/benchmark-operator

The Chuck Norris of cloud benchmarks

Primary LanguageJinjaApache License 2.0Apache-2.0

Benchmark Operator

The intent of this Operator is to deploy common workloads to establish a performance baseline of Kubernetes cluster on your provider.

Installation (Default)

The easiest way to install the operator is through the operator-sdk methods provided in the Makefile.

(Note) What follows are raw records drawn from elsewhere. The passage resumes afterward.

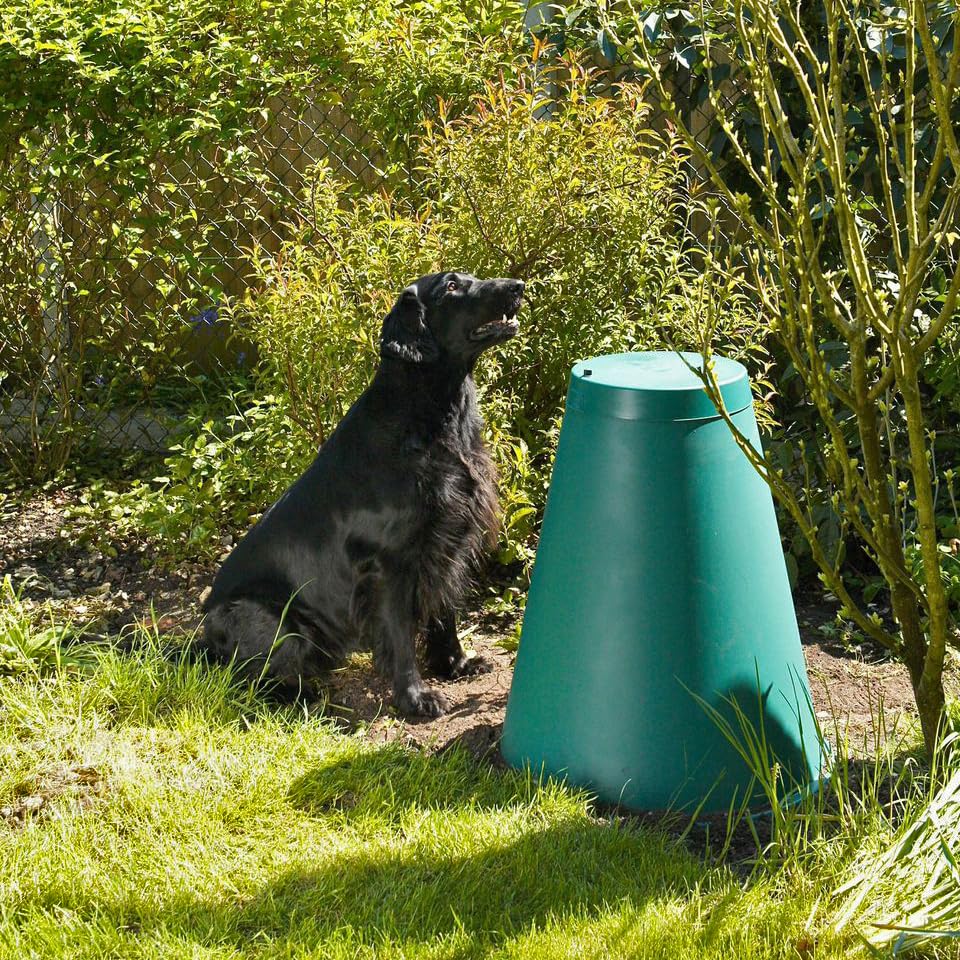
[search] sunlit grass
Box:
[0,596,960,960]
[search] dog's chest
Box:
[417,424,497,616]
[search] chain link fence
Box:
[0,31,752,476]
[0,74,411,463]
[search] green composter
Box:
[501,353,821,812]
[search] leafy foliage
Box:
[0,0,521,476]
[236,60,763,576]
[638,0,960,754]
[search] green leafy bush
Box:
[0,0,522,478]
[69,393,313,562]
[244,60,763,576]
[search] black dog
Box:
[197,273,524,716]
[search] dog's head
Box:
[380,272,524,367]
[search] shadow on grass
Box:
[105,747,703,956]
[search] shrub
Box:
[635,0,960,755]
[0,0,522,478]
[244,60,762,576]
[69,393,313,562]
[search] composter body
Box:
[502,353,821,812]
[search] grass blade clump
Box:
[836,734,960,955]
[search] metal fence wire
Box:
[0,45,744,472]
[0,78,409,459]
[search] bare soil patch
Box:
[0,488,960,758]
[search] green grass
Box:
[0,595,960,960]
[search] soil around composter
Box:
[0,488,960,762]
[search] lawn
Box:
[0,616,850,958]
[0,556,960,960]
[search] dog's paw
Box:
[429,653,493,680]
[448,655,493,680]
[393,687,450,717]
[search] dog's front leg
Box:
[373,590,450,717]
[426,610,493,680]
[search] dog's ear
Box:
[380,284,439,363]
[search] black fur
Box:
[197,273,523,716]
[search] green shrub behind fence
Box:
[0,0,522,476]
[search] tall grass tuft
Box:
[835,734,960,956]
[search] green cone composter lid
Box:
[567,351,752,420]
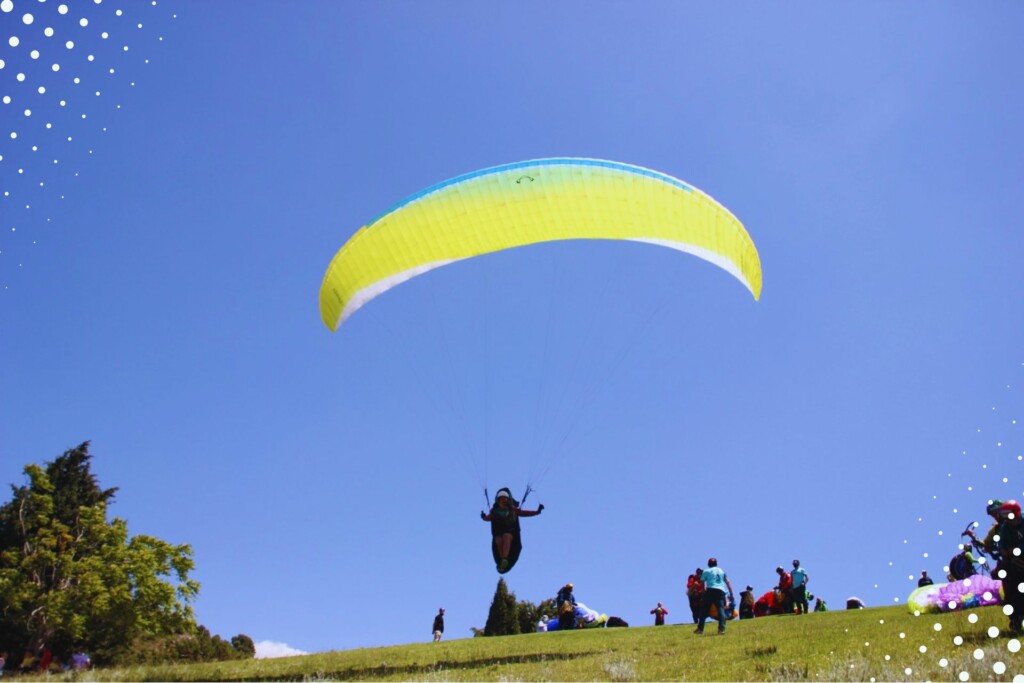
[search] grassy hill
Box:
[18,605,1024,681]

git clone https://github.com/cloud-bulldozer/benchmark-operator
cd benchmark-operator
make deploy

If you wish to build a version of the operator from your local copy of the repo, you can run

git clone https://github.com/cloud-bulldozer/benchmark-operator
cd benchmark-operator
make image-build image-push deploy IMG=$YOUR_IMAGE

Note: building the image requires podman

Installation (Helm)

Installing the benchmark-operator via Helm can be done with the following commands. This requires your machine to have Helm installed. Install Helm

Note: If running on openshift you'll need to run this command before installing the chart. oc adm policy -n benchmark-operator add-scc-to-user privileged -z benchmark-operator

git clone https://github.com/cloud-bulldozer/benchmark-operator
cd benchmark-operator/charts/benchmark-operator
kubectl create namespace benchmark-operator
oc adm policy -n benchmark-operator add-scc-to-user privileged -z benchmark-operator # Openshift Only
helm install benchmark-operator . -n benchmark-operator --create-namespace

To delete this release, you can do so with the following command:

helm uninstall benchmark-operator -n benchmark-operator

Workloads status

Workload Use ElasticSearch indexing Reconciliation usage VM support (kubevirt) Kata Containers CI Tested
UPerf Network Performance Yes Used, default : 3second Working Working Yes
Iperf3 Network Performance No Used, default : 3second Not Supported Preview Yes
fio Storage IO Yes Used, default : 3second Working Working Yes
Sysbench System Performance No Used, default : 3second Not Supported Preview Yes
YCSB Database Performance Yes Used, default : 3second Not Supported Preview Yes
Byowl User defined workload Yes Used, default : 3second Not Supported Preview Yes
Pgbench Postgres Performance Yes Used, default : 3second Not Supported Preview Yes
Smallfile Storage IO Performance Yes Used, default : 3second Not Supported Preview Yes
fs-drift Storage IO Longevity Yes Not used Not Supported Preview Yes
hammerdb Database Performance Yes Used, default : 3second Working Preview Yes
Service Mesh Microservices No Used, default : 3second Not Supported Preview No
Vegeta HTTP Performance Yes Used, default : 3second Not Supported Preview Yes
Scale Openshift Scale Openshift Cluster Yes Used, default : 3second Not Supported Preview Yes
stressng Stress system resources Yes Used, default: 3second Working Preview Yes
kube-burner k8s Performance Yes Used, default : 3second Not Supported Preview Yes
cyclictest Real-Time Performance Yes Used, default : 3second Not Supported Preview No
oslat Real-Time Latency Yes Used, default : 3second Not Supported Preview No
testpmd TestPMD DPDK App No Used Not Supported Preview No
Flent Network Performance Yes Used, default : 3second Not Supported Not Supported Yes
Log-Generator Log Throughput to Backend Yes Used, default : 3second Not Supported Yes Yes
Image-Pull Time to Pull Image from Container Repo Yes Used, default : 3second Not Supported Yes Yes

Reconciliation

Previously the Benchmark Operator didn't properly take advantage of the reconciliation period. Going forward we will make every attempt to utilize the reconciliation period.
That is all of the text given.